Mobile phones and electric vehicles rely on lithium batteries for power, but liquid lithium batteries have safety hazards, and researchers are developing safer “all-solid-state batteries” that replace liquid electrolytes with solid electrolytes, and can also be paired with lithium metal anodes with higher energy density.
However, this revolutionary battery faces a fatal problem – the solid-state electrolyte can suddenly short circuit and fail.
In situ electron microscopy shows that the electronic pathway formed by lithium metal precipitation and interconnection induced by internal defects in the solid electrolyte (such as grain boundaries and holes) directly leads to the short circuit of solid-state batteries, which is divided into two stages: soft short circuit and hard short circuit.
The soft short circuit stems from the precipitation and instantaneous interconnection of lithium metal at the nanoscale, when the lithium metal grows along the grain boundaries, holes and other defects like tree roots, forming an instantaneous conductive pathway. Subsequently, with the occurrence of high frequency of soft short circuits and the increase of short-circuit current, solid-state electrolytes are like “trained” smart switches, gradually forming memory conductive channels, and finally completely losing their insulation ability, causing irreversible hard short circuits.
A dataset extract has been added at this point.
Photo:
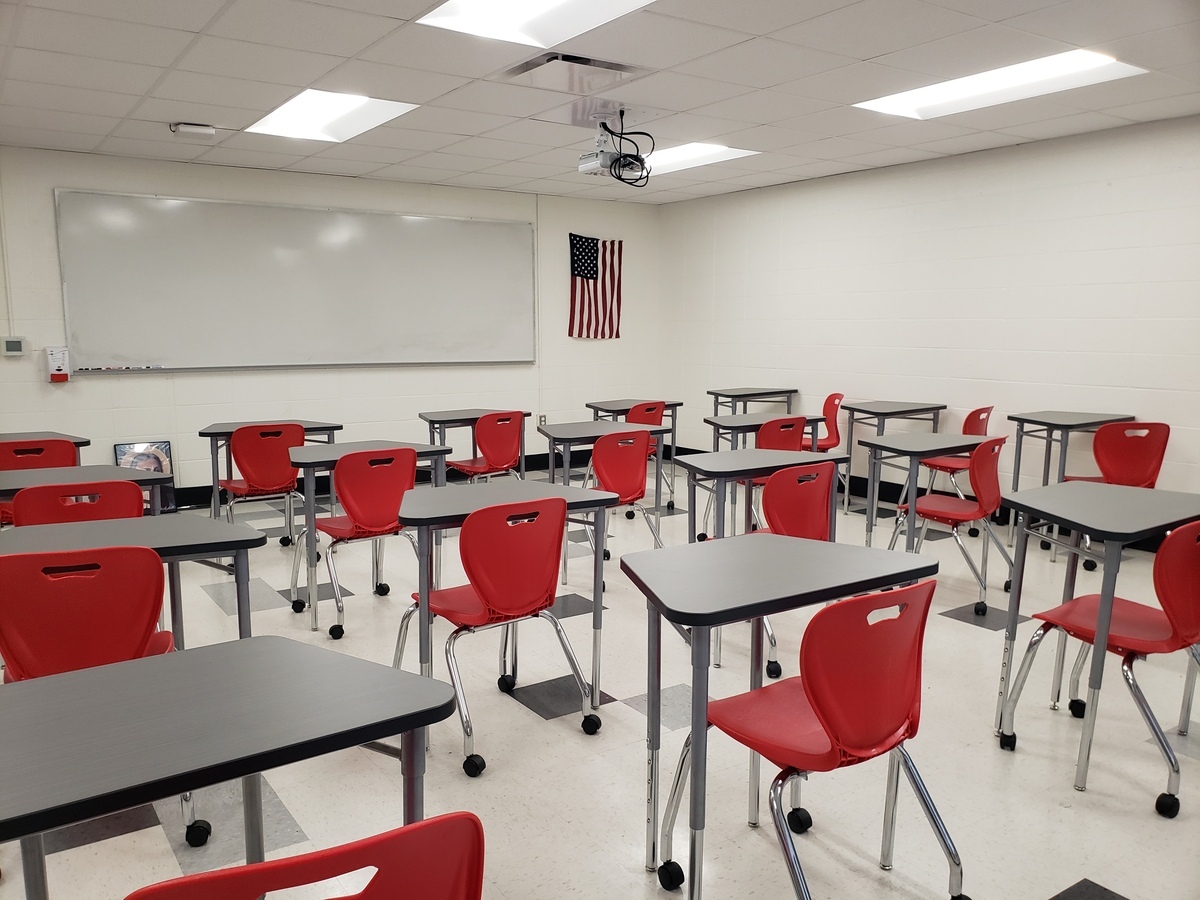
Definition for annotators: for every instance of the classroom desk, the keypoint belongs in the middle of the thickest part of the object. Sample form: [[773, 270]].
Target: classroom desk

In this process, at the tiny cracks inside the solid-state battery, nanoscale lithium metal “corrodes” the material structure like mercury that seeps into the metal, causing brittle cracks to spread, causing the battery to completely collapse from temporary leakage (soft short circuit) to permanent short circuit (hard short circuit). Systematic studies of a variety of inorganic solid electrolytes have shown that this failure mechanism is common in NASICON and garnet inorganic solid electrolytes.
Based on these findings, the research team developed an inorganic/organic composite solid-state electrolyte using a three-dimensional electronically insulated and mechanically elastic polymer network, which effectively inhibited the lithium metal precipitation, interconnection and short-circuit failure induced by the solid electrolyte, and significantly improved its electrochemical stability.
This study provides a new understanding of the nanoscale failure mechanism of solid electrolytes and provides a theoretical basis for the development of new solid-state electrolytes by elucidating the soft-short-circuit-hard short-circuit transition mechanism of solid-state electrolytes and their intrinsic correlation with lithium precipitation kinetics.